President Biden has pursued this economic vision in a fiscally responsible way—in stark contrast to the Congressional Republican approach. His predecessor enacted the latest version of trickle-down and the result was predictable: his tax giveaway added trillions to deficits, never trickled down to workers, and led to continued offshoring of jobs and profits. In recent weeks, House Republicans have doubled down on this approach—rolling out proposals to enact massive tax cuts for large corporations, including oil companies that made $200 billion in profit last year, while setting the stage for trillions in tax cuts skewed to the wealthiest Americans, delivering a $175,000 average annual tax cut to the top 0.1% (incomes over $4 million). Their view of “fiscal responsibility” is massive cuts to programs that millions of Americans count on, with the Republican Study Committee—which speaks for more than three quarters of House Republicans—recently releasing a plan to raise the Social Security retirement age to 69, eliminate the Medicare prescription drug savings that President Biden has signed into law, raise premiums for seniors on Medicare, and slash Medicaid, the Affordable Care Act, food assistance, and Pell Grants.
 
President Biden believes in a fundamentally different approach. Under Bidenomics, he has proven that we can make smart investments in the American people while reducing the deficit by ensuring the wealthy and large corporations pay their fair share in taxes, closing wasteful tax loopholes, and slashing wasteful spending on special interests.

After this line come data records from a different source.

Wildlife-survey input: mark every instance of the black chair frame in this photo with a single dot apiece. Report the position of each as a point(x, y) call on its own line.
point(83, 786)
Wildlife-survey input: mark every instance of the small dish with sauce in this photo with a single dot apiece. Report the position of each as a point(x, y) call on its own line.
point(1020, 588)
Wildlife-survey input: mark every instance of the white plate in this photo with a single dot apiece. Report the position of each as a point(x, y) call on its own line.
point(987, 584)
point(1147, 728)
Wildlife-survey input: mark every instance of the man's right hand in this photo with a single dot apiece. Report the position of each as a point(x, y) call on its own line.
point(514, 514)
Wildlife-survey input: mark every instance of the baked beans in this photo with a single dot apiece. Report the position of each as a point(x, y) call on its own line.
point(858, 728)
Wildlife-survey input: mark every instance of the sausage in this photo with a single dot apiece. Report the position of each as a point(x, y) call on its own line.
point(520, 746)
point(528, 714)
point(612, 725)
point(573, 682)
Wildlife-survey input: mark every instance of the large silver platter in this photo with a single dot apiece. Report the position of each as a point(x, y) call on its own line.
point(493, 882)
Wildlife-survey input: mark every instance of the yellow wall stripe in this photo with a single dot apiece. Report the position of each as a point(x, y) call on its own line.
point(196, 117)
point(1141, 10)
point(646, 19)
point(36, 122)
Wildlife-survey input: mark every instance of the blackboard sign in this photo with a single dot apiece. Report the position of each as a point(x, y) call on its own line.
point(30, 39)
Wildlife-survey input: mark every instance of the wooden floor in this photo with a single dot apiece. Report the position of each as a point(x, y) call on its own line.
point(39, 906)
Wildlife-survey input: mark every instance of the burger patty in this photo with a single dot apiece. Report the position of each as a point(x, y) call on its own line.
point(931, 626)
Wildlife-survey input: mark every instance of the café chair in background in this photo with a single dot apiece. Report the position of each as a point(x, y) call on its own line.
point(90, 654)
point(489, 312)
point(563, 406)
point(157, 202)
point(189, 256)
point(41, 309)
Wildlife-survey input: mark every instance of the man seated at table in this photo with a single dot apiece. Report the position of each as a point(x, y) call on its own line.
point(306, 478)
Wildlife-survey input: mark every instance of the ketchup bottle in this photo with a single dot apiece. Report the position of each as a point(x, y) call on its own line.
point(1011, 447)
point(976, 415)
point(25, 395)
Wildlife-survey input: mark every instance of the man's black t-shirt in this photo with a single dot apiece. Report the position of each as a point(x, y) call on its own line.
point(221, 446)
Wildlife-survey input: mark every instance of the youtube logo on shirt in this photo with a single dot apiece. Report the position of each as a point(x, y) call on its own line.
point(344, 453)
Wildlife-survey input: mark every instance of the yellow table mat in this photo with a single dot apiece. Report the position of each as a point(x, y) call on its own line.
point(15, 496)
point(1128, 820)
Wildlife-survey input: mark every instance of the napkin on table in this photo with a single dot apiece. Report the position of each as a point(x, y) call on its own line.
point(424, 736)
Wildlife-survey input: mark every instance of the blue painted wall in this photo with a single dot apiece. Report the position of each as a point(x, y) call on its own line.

During his first two years, the President presided over $1.7 trillion in deficit reduction—a larger reduction than under any other President in American history. He has signed legislation into law to reduce the deficit by more than $1 trillion over the next decade, including by ensuring the wealthiest Americans and largest corporations pay their fair share, cracking down on wealthy tax cheats, and lowering prescription drug costs for the American people by cutting wasteful giveaways to Big Pharma. And his Budget would reduce the deficit by another more than $2.5 trillion over the next decade with additional reforms, including requiring the wealthiest Americans and the largest multinational corporations to pay at least the tax rates that many middle-class families do.
 
Unlike House Republicans—whose plans would harm hard-working families—the President has proposed cutting taxes for working people and families with children by almost $800 billion over the next 10 years, including cutting taxes by an average of $2,600 for 39 million families that include 62 million children by expanding the Child Tax Credit, cutting taxes by an average of $800 for 19 million working individuals or couples by expanding the Earned Income Tax Credit, and continuing Premium Tax Credit plus-ups that are cutting health care premiums by an average of $800 for nearly 15 million people.